Each movement is scored across 6 dimensions, with each dimension rated 1-10. The total (max 60) is displayed as a percentage for easy comparison. Higher scores = closer to or past tipping point.

🎯
Tipping Threshold
1-10 scale
Low threshold = easier to tip = higher score
🔒
Conformity Trap Risk
1-10 scale
Low risk = higher score
👁️
Benefit Visibility
1-10 scale
High visibility = higher score
⚖️
Penalty Reduction
1-10 scale
Strong reduction = higher score
🌐
Broad Angle Potential
1-10 scale
High appeal = higher score
💪
Leader Persistence
1-10 scale
Strong persistence = higher score

How Scores Are Calculated

  • Total Points: Sum of all 6 dimensions (max 60)
  • Percentage: (Total / 60) × 100
  • Example: A movement scoring 8+7+6+8+7+9 = 45 points = 75%

Interpreting Percentages

  • 80-100%: 🚀 ACT NOW — Critical intervention window open
  • 60-79%: 🎯 PREPARE — Building momentum, conditions favorable
  • 40-59%: 👁️ WATCH — Early stage, monitor for triggers
  • 0-39%: 💤 DORMANT — Conditions not yet favorable

The Six Dimensions Explained

Research into successful norm changes consistently surfaces six dimensions.
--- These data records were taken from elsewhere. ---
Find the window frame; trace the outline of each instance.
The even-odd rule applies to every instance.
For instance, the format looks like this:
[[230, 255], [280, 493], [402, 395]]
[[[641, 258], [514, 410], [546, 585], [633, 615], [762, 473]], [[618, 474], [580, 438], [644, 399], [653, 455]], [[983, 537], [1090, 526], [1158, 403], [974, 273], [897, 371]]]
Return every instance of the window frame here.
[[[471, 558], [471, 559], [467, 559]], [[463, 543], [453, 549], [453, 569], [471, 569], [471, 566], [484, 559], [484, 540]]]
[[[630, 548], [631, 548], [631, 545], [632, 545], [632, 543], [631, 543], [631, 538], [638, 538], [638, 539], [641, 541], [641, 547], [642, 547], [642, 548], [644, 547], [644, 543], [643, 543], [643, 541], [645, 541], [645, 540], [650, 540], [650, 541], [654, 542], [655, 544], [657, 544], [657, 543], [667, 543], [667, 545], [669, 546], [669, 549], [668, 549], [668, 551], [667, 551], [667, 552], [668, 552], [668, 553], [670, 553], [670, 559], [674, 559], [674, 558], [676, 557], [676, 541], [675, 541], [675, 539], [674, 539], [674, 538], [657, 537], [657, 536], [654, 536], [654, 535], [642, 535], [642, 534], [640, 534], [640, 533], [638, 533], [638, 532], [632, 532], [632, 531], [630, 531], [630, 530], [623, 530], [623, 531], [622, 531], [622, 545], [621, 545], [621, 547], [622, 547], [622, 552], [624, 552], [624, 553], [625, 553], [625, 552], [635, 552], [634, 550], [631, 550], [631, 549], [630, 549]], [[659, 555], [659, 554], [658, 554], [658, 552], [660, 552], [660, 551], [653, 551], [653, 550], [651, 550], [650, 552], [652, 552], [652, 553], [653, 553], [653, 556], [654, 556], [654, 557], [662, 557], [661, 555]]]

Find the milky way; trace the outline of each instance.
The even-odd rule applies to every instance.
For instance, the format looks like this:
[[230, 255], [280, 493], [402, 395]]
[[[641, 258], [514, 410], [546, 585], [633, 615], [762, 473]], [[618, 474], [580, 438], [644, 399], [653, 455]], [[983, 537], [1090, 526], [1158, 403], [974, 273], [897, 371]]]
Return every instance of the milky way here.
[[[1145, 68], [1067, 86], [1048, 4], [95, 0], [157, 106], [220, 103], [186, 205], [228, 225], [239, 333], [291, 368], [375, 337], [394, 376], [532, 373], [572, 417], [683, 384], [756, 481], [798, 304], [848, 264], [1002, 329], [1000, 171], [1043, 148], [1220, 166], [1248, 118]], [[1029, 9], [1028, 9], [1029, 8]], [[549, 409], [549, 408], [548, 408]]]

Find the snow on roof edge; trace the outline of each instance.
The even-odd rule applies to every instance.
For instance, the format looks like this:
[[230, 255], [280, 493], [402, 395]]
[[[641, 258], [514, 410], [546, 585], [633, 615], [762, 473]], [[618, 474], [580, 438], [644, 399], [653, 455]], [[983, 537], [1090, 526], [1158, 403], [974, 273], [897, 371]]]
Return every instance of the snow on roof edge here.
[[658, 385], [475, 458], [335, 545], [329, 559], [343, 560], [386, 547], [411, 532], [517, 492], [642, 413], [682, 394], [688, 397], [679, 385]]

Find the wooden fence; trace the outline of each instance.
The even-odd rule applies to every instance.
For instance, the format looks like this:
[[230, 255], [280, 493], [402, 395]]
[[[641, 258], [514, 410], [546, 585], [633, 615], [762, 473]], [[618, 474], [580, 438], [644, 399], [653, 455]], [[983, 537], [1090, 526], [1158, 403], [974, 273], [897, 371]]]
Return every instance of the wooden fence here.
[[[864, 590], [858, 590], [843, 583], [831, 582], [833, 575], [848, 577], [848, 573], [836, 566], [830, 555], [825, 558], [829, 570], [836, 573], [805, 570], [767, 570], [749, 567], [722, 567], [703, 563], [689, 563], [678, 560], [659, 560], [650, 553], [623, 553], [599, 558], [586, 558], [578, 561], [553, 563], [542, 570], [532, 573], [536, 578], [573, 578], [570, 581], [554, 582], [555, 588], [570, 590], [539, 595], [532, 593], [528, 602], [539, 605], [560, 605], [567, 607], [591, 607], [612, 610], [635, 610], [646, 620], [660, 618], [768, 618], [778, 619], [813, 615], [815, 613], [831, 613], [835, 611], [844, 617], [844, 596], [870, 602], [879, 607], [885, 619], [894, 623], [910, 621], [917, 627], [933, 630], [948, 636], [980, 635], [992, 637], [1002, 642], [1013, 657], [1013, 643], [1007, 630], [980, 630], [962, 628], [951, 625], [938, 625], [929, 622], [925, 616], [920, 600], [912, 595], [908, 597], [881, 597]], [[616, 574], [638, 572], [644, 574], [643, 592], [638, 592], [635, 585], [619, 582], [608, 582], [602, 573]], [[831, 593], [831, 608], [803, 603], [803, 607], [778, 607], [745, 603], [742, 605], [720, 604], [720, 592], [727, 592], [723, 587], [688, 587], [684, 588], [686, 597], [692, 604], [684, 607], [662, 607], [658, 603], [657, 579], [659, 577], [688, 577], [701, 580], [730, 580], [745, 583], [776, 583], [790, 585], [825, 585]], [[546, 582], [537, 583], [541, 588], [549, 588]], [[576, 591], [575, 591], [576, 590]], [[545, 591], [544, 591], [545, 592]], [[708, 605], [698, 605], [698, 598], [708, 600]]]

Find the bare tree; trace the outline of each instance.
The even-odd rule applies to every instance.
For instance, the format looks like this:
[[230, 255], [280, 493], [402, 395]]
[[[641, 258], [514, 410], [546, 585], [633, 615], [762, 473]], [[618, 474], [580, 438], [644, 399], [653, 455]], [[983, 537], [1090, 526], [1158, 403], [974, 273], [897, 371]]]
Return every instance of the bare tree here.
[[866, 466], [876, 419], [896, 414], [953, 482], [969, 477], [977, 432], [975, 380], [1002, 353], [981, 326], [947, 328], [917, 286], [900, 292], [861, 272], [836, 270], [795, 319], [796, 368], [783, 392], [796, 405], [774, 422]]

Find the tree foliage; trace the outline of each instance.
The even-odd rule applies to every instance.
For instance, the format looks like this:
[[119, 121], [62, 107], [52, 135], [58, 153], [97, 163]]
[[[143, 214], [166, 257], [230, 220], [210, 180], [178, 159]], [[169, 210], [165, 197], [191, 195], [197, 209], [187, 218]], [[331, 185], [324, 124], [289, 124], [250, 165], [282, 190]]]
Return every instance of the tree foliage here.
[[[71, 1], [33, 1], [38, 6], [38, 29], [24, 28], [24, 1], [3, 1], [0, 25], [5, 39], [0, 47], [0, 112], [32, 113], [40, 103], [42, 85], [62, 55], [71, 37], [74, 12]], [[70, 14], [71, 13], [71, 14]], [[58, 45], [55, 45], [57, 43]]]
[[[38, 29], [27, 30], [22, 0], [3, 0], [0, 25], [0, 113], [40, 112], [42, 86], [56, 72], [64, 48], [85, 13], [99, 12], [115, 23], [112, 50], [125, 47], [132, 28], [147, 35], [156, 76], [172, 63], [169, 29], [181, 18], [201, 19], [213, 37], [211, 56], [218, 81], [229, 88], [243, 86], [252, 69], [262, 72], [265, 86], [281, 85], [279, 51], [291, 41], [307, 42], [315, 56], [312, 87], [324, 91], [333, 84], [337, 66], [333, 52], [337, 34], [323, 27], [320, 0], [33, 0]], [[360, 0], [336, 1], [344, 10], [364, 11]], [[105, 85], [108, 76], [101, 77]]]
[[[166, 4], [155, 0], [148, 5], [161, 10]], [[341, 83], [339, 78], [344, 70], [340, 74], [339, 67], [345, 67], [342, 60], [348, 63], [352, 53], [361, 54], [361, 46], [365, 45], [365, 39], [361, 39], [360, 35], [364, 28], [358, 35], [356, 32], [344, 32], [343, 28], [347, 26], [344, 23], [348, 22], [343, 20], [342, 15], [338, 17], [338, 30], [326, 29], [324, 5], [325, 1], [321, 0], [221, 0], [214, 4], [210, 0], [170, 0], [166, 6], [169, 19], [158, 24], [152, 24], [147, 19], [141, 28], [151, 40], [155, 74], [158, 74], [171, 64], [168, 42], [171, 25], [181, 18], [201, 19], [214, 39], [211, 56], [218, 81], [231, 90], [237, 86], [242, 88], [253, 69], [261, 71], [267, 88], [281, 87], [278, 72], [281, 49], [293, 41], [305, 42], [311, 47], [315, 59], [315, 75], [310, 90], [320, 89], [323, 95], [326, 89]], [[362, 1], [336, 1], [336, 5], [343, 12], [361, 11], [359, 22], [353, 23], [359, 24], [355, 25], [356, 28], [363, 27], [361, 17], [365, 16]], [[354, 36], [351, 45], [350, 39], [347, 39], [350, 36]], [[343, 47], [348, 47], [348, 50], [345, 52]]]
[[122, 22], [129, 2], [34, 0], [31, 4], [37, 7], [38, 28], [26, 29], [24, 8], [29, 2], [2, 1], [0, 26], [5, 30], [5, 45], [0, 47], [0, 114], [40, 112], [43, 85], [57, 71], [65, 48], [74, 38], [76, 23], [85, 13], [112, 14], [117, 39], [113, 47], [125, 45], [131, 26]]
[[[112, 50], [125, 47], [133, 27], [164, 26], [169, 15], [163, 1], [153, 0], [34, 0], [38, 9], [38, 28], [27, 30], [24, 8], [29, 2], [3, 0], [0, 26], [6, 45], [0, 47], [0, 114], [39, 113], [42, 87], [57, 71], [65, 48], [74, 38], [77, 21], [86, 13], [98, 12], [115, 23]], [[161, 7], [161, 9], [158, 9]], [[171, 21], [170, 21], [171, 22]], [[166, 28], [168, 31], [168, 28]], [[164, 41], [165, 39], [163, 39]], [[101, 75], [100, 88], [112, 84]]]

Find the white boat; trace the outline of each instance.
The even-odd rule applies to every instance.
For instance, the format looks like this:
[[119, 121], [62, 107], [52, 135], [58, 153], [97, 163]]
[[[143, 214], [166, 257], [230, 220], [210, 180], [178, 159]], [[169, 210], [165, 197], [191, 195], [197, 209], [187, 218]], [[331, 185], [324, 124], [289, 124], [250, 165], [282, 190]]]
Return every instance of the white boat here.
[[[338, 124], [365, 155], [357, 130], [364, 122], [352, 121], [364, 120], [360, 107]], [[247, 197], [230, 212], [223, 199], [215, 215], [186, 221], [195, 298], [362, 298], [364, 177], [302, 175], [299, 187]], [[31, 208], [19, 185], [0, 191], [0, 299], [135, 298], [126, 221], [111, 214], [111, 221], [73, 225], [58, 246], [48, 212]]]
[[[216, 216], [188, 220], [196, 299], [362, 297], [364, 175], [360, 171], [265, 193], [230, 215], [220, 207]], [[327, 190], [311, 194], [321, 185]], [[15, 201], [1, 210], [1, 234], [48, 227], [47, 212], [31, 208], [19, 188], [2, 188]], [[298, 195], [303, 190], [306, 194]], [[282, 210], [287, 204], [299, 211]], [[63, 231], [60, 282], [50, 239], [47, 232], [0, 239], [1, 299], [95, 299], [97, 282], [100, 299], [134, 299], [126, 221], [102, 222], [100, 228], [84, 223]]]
Movements rarely succeed without strength in at least four. When all six are present, intervention windows open for coordinated action.

1
Tipping Threshold
2
Conformity Trap Risk
3
Benefit Visibility
4
Penalty Reduction
5
Broad Angle Potential
6
Leader Persistence

Dimension Definitions

  • Tipping Threshold (1-10): Proximity to critical mass. The 3.5% rule suggests sustained nonviolent campaigns need this threshold of active participants. Low threshold (easy to tip) scores higher.
  • Conformity Trap Risk (1-10): Strength of social pressure maintaining status quo. Inverted scoring — lower risk = higher readiness.
  • Benefit Visibility (1-10): How easily can people see the benefits of change? Are success stories visible and compelling?
  • Penalty Reduction (1-10): Are the costs of advocacy decreasing? Social, economic, and legal risks for participants.
  • Broad Angle Potential (1-10): Can the movement appeal across constituencies? Is framing inclusive enough for coalition building?
  • Leader Persistence (1-10): Are movement leaders sustained, protected, and able to continue despite opposition?

Outcome Scoring

  • 5 – Full Change: Durable policy/institutional change achieved and maintained
  • 4 – Major Win: Significant policy wins but vulnerable to reversal or incomplete
  • 3 – Cultural Shift: Permanent change in public consciousness, discourse, or norms
  • 2 – Partial Win: Some concessions extracted but core grievance unaddressed
  • 1 – Awareness Only: Public attention generated without structural change
  • 0 – Suppressed: Movement crushed with no lasting impact

Key Insight

The trigger doesn't create the conditions — the conditions determine when the trigger ignites. Build conditions relentlessly; be ready to amplify when the trigger comes.

Data Sources

This dashboard synthesizes research from academic literature on social movements (Chenoweth, Tarrow, McAdam), historical case analysis, and real-time tracking of active campaigns. 154 cases spanning 1977-2026 across all continents.